In [1]:
%matplotlib inline
import tensorflow as tf
import numpy as np
import pandas as pd
import matplotlib.pyplot as plt
plt.rcParams['font.size'] = 14
tf.enable_eager_execution()
tf.__version__, tf.keras.__version__
Out[1]:
In [2]:
import xarray
from datadrivenpdes.core import grids
from datadrivenpdes.core import integrate
from datadrivenpdes.core import models
from datadrivenpdes.core import tensor_ops
from datadrivenpdes.advection import equations as advection_equations
In [3]:
# we mostly run simulation on coarse grid
# the fine grid is only for obtaining training data and generate the reference "truth"
grid_length = 256
fine_grid_resolution = 256
coarse_grid_resolution = 32
assert fine_grid_resolution % coarse_grid_resolution == 0
In [4]:
# 1d domain, so only 1 point along y dimension
fine_grid = grids.Grid(
size_x=fine_grid_resolution, size_y=1,
step=grid_length/fine_grid_resolution
)
coarse_grid = grids.Grid(
size_x=coarse_grid_resolution, size_y=1,
step=grid_length/coarse_grid_resolution
)
x_fine, _ = fine_grid.get_mesh()
x_coarse, _ = coarse_grid.get_mesh()
x_fine.shape, x_coarse.shape
Out[4]:
In [0]:
def make_square(x, height=1.0, center=0.25, width=0.1):
"""
Args:
x: Numpy array. Shape should be (nx, 1) or (nx,)
height: float, peak concentration
center: float, relative center position in 0~1
width: float, relative width in 0~0.5
Returns:
Numpy array, same shape as `x`
"""
nx = x.shape[0]
c = np.zeros_like(x)
c[int((center-width)*nx):int((center+width)*nx)] = height
return c
In [0]:
fig, axes = plt.subplots(1, 2, figsize=[8, 3])
axes[0].plot(x_fine, make_square(x_fine), marker='.')

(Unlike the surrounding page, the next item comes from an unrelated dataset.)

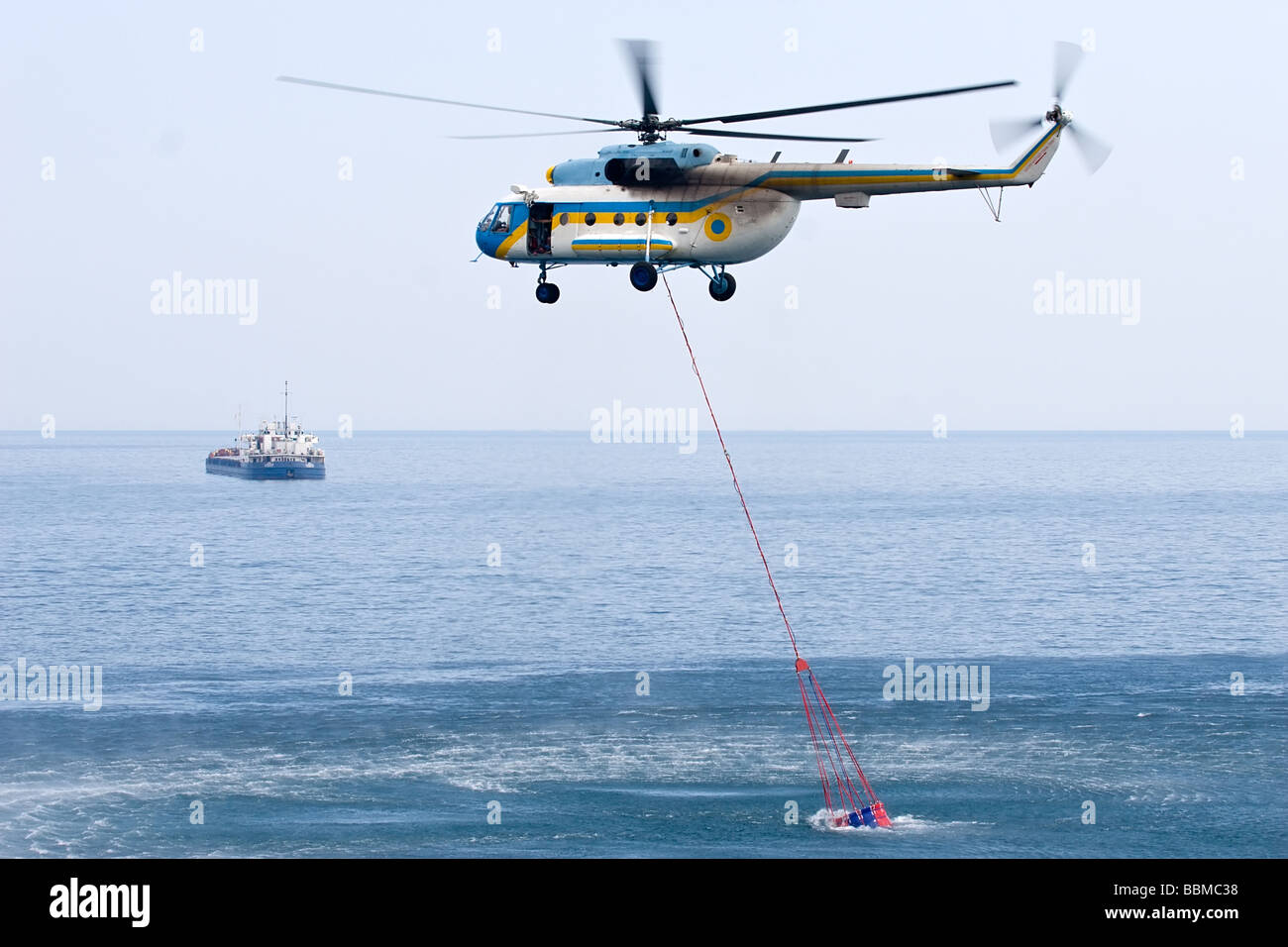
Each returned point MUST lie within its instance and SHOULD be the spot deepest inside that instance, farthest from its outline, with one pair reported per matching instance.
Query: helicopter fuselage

axes[1].plot(x_coarse, make_square(x_coarse), marker='.')
for ax in axes:
ax.set_ylim(-0.1, 1.1)
In [0]:
def make_multi_square(x, height_list, width_list):
c_list = []
for height in height_list:
for width in width_list:
c_temp = make_square(x, height=height, width=width)
c_list.append(c_temp)
return np.array(c_list)
height_list = np.arange(0.1, 1.1, 0.1)
width_list = np.arange(1/16, 1/4, 1/16) # width is chosen so that coarse-graining of square wave is symmetric
c_init = make_multi_square(
x_coarse,
height_list = height_list,
width_list = width_list
)
c_init.shape # (sample, x, y)
Out[0]:
In [0]:
fig, axes = plt.subplots(1, 5, figsize=[16, 3])
for i, ax in enumerate(axes):
ax.plot(x_coarse, c_init[4*i+2, :, 0], marker='.')
ax.set_ylim(-0.1, 1.1)
In [0]:
# for simplicity, use uniform constant velocity field for all samples
initial_state = {
'concentration': c_init.astype(np.float32), # tensorflow code expects float32
'x_velocity': np.ones(c_init.shape, np.float32) * 1.0,
'y_velocity': np.zeros(c_init.shape, np.float32)
}
for k, v in initial_state.items():
print(k, v.shape) # (sample, x, y)
In [0]:
# first-order finite difference model, very diffusive
model_1st = models.FiniteDifferenceModel(
advection_equations.UpwindAdvection(cfl_safety_factor=0.5),
coarse_grid
)
# second-order scheme with monotonic flux limiter
model_2nd = models.FiniteDifferenceModel(
advection_equations.VanLeerAdvection(cfl_safety_factor=0.5),
coarse_grid
)
In [0]:
time_steps = np.arange(0, 128+1)
In [0]:
%time integrated_1st = integrate.integrate_steps(model_1st, initial_state, time_steps)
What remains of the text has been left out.